FOLHA DE S PAULO
O ponto ótimo da calda ao escrever a história do presente é o instante entre a fervura e a cristalização, o líquido borbulhante e a crosta congelada, a confusão desnorteadora do que não acabou de acontecer e a irrelevância indistinta dos blocos de gelo armazenados na memória do passado. "A real história do Real", de Maria Clara do Prado, não só captura esse instantâneo mas o concatena e amarra na teia do "antes" e "depois", torna-o inteligível e, graças às entrevistas com os protagonistas, oferece as configurações possíveis do caleidoscópio explicativo.
O estilo é límpido, direto. Fiel ao espírito da campanha do lançamento do Real, de que foi ativa participante, não se perde no cipoal do "economês" e narra as mais intrincadas discussões técnicas com tal clareza e simplicidade que o livro se lê como romance de suspense, sem faltar os desenlaces dramáticos e as vítimas fatais.
O subtítulo "Uma radiografia da moeda que mudou o Brasil" é duplamente veraz.
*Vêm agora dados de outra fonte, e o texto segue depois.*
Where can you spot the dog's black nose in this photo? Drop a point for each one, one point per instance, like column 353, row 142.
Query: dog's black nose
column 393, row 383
Corresponde, de fato, ao que a obra é, entre outras coisas, pois é também história contemporânea e reportagem de qualidade, que deveria ser adotada para o estudo da complexidade do processo decisório nos cursos de comunicação, economia e história.
Mas a segunda parte da afirmação também é verdadeira. Argumentar sobre o ponto seria ocioso em momento em que, 11 anos após a introdução do Real, vive-se o paradoxo de um governo do PT, cujo maior traço redentor é a defesa inflexível da estabilidade de moeda que combateu tenazmente. A ponto de, na véspera do lançamento, enviarem ao Ministério da Fazenda delegação da CUT para anunciar que sairiam à rua com "slogan" até de um certo humor: "Parece real, mas é um pesadelo". Disse-lhes que iam quebrar a cara, pois, longe de ser ideal pequeno-burguês, a estabilidade -da moeda, do emprego, da saúde e do amor- é a aspiração mais profunda, ao lado do afeto, de todo ser humano. Custou ao PT, à esquerda brasileira e latino-americana entender que isso é ainda mais verdade para os fracos e vulneráveis, sempre à mercê da precariedade e vítimas principais da hiperinflação de quase 2% ao dia que ameaçava destruir então a sociedade.
Foi o povo brasileiro que mudou o país e mudou o PT, e não o contrário. Este último não fez senão acompanhar a mudança. A maioria, quero crer, por convicção. Outros, por cálculo, por oportunismo tático. Talvez se encontre aí a chave das contradições atuais.
Uma lição para o presente é o relato minucioso que faz Maria Clara das dificuldades que enfrentamos para realizar a divulgação dos fatos básicos sobre o Real. Não se tratava de propaganda para vender sabonete, mas de informar às pessoas como seriam as cédulas e as moedas novas, a importância das moedinhas, a taxa de conversão, as datas etc. Pois bem, apesar do óbvio interesse público dessa tarefa, não tínhamos dinheiro -embora estivéssemos no Ministério da Fazenda e no BC. Quando localizávamos alguns recursos -os do Funcheque, por exemplo-, tropeçávamos nas regras e prazos das licitações, incompatíveis com a proximidade da data de lançamento.
Fomos, por isso, forçados a desistir das agências de publicidade e tivemos de recorrer, não por escolha mas por necessidade, aos pronunciamentos seguidos nas emissoras de TV, cuja contribuição pró-ativa e inteligente revelou-se fundamental. Quem sabe tenha sido melhor desse modo. Não deixa, porém, de causar perplexidade, à luz dos obstáculos legais que nos derrotaram, ver a facilidade com que hoje se desperdiçam rios de dinheiro público, não para informação útil mas para a mais deslavada propaganda pessoal de governantes em todos os níveis. O que foi que mudou, as leis, as instituições ou o rigor com que o presidente Itamar Franco as aplicava? A questão se encontra no âmago da corrupção que engole o governo, pois é notório que as campanhas de propaganda e as agências foram, ao mesmo tempo, as condições que tornaram possíveis os delitos e os instrumentos para sua execução. Por que, então, não concentrar nesse tema a investigação e o remédio?
Entrego essas indagações aos entendidos. Contento-me em fechar o livro com a sensação de que a luta pelo Real foi para alguns de nós uma guerra na qual deixamos uma parte importante de nossas próprias vidas, da qual saímos talvez malferidos e mutilados. Foi, não obstante, nossa "finest hour" e podemos por isso sentir-nos "em paz com a nossa guerra".